Kibera, pictured by the young people who live it.
Kibera is most often pictured by outsiders. Here, the young people who live it hold the camera.
This Is Where We're From is a participatory youth photography project in Kibera, Nairobi, led by photographer Brian Otieno. Over six months, ten to twelve adolescents aged 12–19 are mentored in photography and storytelling — learning to document their daily lives, their families and their streets with intention and pride.
The work builds on more than a decade of trust through Kibera Stories, and hands a new generation the tools to picture home for themselves — not as victims of circumstance, but as authors of their own story. It grows into workshops, a photo-zine, a community exhibition and a short documentary.
Narrative inequality — Kibera is overwhelmingly pictured and explained by outsiders, so the story of the place is told by people who do not live it.

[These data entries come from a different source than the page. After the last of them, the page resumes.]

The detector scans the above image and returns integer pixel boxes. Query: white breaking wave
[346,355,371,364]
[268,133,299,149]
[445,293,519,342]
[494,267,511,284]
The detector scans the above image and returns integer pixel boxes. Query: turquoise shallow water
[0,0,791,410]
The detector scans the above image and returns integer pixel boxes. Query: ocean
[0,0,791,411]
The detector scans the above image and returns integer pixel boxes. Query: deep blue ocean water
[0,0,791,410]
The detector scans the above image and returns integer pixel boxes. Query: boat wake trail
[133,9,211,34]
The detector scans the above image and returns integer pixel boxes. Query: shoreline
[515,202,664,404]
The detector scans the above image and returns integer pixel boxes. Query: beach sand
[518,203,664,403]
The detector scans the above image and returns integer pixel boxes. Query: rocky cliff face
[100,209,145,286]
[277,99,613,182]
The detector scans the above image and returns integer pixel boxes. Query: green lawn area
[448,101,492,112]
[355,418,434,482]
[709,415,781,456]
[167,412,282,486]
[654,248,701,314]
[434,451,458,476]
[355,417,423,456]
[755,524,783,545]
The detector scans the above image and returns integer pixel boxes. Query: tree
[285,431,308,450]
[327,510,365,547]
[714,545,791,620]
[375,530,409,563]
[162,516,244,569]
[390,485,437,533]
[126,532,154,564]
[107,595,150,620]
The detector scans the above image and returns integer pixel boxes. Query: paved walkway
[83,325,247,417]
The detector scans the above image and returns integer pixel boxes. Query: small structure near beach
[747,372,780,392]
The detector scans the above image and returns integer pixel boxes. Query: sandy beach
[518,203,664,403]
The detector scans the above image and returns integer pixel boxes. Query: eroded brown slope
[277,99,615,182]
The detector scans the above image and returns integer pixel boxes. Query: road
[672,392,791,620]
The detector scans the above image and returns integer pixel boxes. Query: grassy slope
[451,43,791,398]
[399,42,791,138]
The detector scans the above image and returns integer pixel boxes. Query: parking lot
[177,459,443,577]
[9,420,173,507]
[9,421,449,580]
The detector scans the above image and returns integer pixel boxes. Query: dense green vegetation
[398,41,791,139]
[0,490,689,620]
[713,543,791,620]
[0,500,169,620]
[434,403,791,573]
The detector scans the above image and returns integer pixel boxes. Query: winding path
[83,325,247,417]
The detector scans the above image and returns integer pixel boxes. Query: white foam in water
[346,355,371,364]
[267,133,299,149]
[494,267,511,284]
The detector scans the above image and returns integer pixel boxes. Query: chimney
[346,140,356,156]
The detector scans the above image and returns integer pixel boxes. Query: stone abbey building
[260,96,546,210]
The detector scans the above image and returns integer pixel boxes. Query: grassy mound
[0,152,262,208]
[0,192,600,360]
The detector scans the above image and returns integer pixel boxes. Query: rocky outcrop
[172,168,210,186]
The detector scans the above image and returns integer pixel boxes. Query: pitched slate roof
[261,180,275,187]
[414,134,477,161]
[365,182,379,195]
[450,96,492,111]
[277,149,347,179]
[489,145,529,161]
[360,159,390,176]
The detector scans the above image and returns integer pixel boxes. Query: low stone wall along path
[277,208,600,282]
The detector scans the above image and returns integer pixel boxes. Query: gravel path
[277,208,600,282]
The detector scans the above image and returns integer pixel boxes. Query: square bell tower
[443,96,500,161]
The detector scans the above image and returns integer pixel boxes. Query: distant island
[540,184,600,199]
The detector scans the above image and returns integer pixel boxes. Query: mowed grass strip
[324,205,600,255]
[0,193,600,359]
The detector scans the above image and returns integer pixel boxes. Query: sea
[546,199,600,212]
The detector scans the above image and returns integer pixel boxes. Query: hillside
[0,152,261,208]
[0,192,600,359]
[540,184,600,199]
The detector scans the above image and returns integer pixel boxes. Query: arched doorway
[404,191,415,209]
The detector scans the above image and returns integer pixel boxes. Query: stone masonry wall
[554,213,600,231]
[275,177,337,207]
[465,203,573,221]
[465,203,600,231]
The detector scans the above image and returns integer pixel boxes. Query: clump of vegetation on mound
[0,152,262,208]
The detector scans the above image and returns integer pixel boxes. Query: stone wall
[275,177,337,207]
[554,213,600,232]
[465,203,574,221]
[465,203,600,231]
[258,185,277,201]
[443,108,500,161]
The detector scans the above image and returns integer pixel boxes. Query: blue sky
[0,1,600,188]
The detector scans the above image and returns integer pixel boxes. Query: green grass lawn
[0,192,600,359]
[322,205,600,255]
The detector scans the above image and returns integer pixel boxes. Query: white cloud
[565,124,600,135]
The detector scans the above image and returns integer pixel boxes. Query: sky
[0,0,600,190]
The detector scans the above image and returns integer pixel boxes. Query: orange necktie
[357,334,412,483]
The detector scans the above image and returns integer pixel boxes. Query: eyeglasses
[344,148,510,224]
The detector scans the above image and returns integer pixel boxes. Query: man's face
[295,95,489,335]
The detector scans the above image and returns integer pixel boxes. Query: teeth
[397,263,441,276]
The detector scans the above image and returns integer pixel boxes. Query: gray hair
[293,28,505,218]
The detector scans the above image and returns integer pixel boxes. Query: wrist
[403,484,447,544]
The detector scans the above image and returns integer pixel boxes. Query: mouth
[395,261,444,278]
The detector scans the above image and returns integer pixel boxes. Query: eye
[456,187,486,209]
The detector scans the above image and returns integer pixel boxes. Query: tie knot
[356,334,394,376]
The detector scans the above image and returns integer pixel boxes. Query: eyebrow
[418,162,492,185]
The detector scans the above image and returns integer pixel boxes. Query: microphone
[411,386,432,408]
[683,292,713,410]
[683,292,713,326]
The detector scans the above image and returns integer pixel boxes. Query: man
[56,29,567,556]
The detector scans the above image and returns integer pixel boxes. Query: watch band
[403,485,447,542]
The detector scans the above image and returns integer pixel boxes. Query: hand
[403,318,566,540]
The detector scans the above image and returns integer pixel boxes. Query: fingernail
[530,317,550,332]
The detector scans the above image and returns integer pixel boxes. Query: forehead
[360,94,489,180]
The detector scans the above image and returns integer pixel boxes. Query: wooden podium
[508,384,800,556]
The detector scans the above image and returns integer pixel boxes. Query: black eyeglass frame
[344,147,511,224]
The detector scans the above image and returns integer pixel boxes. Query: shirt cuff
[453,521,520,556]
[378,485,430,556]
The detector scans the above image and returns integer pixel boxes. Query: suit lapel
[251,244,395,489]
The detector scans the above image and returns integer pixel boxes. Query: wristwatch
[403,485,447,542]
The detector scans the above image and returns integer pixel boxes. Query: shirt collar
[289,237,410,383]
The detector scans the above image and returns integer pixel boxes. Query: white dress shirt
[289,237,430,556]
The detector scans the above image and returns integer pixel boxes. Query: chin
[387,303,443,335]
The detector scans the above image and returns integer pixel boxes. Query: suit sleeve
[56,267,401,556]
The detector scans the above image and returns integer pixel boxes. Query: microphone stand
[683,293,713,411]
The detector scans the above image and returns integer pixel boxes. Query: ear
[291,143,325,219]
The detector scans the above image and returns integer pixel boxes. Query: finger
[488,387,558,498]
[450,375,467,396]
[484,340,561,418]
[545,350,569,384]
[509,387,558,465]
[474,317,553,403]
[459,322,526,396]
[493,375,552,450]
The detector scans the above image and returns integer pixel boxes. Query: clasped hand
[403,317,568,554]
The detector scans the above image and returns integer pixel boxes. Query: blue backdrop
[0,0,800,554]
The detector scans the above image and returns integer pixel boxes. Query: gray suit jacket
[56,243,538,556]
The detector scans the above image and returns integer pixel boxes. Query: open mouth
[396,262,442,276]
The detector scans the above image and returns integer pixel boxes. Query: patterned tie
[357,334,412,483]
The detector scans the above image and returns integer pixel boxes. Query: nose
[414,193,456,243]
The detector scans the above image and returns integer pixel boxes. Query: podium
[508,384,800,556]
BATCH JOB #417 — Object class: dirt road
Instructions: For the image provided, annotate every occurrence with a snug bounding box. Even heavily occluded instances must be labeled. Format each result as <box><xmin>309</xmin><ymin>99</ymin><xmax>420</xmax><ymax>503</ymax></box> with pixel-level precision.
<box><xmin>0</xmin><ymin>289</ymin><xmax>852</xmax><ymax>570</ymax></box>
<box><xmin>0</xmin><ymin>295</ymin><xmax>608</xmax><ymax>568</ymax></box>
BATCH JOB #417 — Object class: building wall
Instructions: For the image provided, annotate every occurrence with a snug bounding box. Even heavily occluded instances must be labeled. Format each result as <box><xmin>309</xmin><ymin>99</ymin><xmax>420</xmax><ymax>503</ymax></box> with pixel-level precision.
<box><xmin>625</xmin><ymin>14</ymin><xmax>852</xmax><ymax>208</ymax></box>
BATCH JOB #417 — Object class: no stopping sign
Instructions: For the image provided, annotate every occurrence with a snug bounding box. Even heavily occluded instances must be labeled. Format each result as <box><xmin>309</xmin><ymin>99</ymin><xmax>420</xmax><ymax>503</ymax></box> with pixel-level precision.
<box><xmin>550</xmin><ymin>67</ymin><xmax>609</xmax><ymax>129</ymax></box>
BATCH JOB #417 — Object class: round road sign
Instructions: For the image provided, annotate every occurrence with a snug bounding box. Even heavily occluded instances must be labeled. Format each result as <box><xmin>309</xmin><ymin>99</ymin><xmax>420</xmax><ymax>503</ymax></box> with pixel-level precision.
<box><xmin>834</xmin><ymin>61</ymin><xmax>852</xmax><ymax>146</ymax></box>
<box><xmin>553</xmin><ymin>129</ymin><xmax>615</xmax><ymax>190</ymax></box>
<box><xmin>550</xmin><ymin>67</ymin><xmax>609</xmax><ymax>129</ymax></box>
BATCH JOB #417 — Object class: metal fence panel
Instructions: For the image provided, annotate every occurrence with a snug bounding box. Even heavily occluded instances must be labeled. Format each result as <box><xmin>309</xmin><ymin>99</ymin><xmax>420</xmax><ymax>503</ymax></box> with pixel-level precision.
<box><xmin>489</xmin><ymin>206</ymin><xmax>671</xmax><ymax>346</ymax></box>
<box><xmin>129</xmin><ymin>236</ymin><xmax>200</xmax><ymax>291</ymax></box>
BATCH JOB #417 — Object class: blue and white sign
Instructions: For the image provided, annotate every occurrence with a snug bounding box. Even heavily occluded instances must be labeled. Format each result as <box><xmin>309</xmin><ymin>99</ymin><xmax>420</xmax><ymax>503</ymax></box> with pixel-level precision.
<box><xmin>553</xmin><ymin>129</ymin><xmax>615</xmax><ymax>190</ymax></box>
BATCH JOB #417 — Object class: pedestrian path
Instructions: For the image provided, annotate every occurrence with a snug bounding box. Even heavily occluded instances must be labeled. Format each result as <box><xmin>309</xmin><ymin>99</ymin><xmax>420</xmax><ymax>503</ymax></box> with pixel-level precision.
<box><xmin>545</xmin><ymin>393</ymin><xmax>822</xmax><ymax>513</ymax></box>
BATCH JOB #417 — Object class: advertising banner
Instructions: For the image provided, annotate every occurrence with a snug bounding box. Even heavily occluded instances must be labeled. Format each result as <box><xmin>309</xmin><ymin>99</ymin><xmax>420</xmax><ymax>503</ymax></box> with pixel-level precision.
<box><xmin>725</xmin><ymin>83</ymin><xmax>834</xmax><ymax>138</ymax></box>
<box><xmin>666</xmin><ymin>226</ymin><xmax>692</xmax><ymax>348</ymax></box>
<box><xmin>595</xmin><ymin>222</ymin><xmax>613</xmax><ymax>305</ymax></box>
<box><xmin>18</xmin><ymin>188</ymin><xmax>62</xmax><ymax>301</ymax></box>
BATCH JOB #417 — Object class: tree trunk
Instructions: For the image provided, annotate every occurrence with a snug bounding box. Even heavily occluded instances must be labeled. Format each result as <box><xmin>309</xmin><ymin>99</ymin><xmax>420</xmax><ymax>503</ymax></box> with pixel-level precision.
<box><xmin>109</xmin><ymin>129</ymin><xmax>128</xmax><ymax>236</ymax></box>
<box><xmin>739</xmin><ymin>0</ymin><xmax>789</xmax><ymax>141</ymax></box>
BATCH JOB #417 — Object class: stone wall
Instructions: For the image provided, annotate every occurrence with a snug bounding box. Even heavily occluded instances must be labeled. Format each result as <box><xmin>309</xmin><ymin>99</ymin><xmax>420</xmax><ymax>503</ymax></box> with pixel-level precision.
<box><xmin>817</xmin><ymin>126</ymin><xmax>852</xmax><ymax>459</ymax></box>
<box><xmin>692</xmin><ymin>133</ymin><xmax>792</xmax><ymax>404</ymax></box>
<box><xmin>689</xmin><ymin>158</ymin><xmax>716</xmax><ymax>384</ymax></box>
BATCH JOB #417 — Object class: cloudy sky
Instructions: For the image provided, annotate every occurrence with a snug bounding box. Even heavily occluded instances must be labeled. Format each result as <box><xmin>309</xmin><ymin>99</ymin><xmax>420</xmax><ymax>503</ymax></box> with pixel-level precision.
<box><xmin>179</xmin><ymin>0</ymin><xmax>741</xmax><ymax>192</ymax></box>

The equitable distribution of storytelling power — handing the camera, and the authorship, to the people who call Kibera home.
How change happens
- 1Young people get the tools to document their own lives
- 2They see themselves as storytellers and authors, not subjects
- 3Identity, confidence and belonging grow
- 4More authentic representations of Kibera are made
- 5Audiences — and the community — understand the place differently
- 6Narrative power shifts from outsiders to community members
If young people are given the tools to document their own lives, they begin seeing themselves as storytellers and authors rather than subjects — which strengthens their identity, confidence and sense of belonging, while producing more authentic representations of Kibera. That, in turn, influences how audiences and the community itself understand the place, ultimately shifting narrative power from outsiders to community members.
How the work comes together
- 01 Learn Workshops in camera craft, light, story and consent.
- 02 Shoot Young people photograph their own lives, streets and families.
- 03 Edit Together they sequence and caption the strongest work.
- 04 Show A community exhibition in Kibera and the photo-zine.
- 05 Share The archive grows and the story travels.